Bukan karena tak ada suara, melainkan karena tak ada makna. Angin bertiup, tetapi tak ada yang mencatat arahnya. Langit membentang, tetapi tak seorang pun bertanya mengapa ia begitu setia bergantung di atas kepala. Kita hidup di antara peristiwa, namun tak ada yang menamai rasa kehilangan, atau haru, atau cinta yang tak berbalas. Segalanya hanya berlalu, seperti bayangan tanpa tubuh.
Lalu, seperti cahaya pertama yang menembus celah jendela, seorang anak kecil menemukan satu kata. Hanya satu. Tergeletak di tanah, mungkin terjatuh dari bibir seorang penyair yang terlupa. Ia membaca pelan—tak terburu-buru, karena ia belum tahu arti tergesa. Dan sesuatu dalam dirinya menyala.
Kata itu bukan mantra. Ia tidak mengubah dunia luar. Tapi ia menggerakkan sesuatu di dalam: semacam keingintahuan, semacam getar, seperti mata air kecil yang mendadak muncul di tanah kering. Anak itu mulai mencari kata-kata lain. Ia tidak tahu apa yang ia bangun, tapi ia tahu: setiap kata baru membuatnya sedikit lebih tinggi.
Dari kata, lahir kalimat. Dari kalimat, lahir buku. Dari buku-buku, terbentuklah sebuah tangga. Tangga yang tidak lurus, tidak rapi. Ia melingkar, melayang, menanjak secara aneh seperti mimpi yang belum selesai. Tapi anak itu terus menyusunnya. Ia tidak tahu ke mana tangga itu akan mengarah. Tapi ia merasa: ini bukan soal tempat tujuan, ini tentang proses naik itu sendiri.

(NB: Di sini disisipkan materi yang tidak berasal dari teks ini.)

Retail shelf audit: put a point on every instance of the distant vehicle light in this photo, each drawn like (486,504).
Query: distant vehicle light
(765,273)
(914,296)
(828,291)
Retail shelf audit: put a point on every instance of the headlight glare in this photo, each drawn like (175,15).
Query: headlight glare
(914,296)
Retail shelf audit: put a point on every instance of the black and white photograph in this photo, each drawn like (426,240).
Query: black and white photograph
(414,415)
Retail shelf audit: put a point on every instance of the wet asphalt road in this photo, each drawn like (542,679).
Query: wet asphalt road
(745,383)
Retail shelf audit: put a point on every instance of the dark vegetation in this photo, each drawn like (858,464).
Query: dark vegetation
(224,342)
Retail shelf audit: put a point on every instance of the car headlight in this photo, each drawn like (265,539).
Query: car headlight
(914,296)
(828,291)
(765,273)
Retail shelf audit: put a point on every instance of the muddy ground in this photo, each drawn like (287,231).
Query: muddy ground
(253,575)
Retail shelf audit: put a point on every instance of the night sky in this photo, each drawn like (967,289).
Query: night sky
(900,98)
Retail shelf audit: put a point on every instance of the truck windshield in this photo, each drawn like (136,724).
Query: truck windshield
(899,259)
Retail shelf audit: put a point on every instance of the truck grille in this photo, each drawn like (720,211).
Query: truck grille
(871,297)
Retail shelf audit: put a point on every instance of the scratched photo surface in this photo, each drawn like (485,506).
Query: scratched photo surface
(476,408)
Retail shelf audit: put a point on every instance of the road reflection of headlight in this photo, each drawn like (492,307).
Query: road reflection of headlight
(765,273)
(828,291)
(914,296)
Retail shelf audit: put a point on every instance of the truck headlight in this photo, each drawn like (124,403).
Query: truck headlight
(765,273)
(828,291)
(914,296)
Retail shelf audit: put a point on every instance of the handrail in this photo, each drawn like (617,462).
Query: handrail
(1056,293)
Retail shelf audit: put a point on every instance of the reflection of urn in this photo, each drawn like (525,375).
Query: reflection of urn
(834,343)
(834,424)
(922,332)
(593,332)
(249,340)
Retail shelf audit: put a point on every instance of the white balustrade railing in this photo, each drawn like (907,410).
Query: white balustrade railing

Dalam perjalanannya, ia bertemu banyak jenis kata. Kata yang hangat, seperti pelukan. Kata yang tajam, seperti belati. Kata yang lembut, seperti bisikan ibu. Kata yang pahit, seperti rahasia. Ia belajar bahwa membaca bukan hanya menerima pengetahuan, tapi membuka luka. Kata-kata bukan hanya alat tukar ide, tetapi jendela ke penderitaan orang lain.
Ia menangis di satu buku. Marah di buku lainnya. Dan tertawa dalam diam pada lembar-lembar yang penuh absurditas hidup. Dalam semua itu, ia naik. Perlahan. Tapi pasti.
Tangga itu terus tumbuh. Buku-buku tak berhenti ditulis. Halaman-halaman terus berlipat, menebal, menjulang. Dunia kini menjadi lebih bising, lebih cepat. Tapi bagi anak itu—yang kini telah menjadi siapa pun yang membaca ini—selalu ada satu tangga yang masih bisa dipijak: tangga dari kata-kata, dari cerita, dari pengetahuan yang jujur.
Dan di ujung tangga itu, tak ada mahkota, tak ada takhta. Hanya langit. Langit yang sama, tapi kini berbeda—karena kini ia punya makna. Langit yang kini bisa ditatap dengan kesadaran bahwa meski kecil, manusia bisa memilih: untuk tetap diam di bawah, atau terus naik, satu kata demi satu kata.
Karena setiap kata yang ditulis dengan jujur, setiap buku yang dibaca dengan hati, adalah satu langkah menuju langit.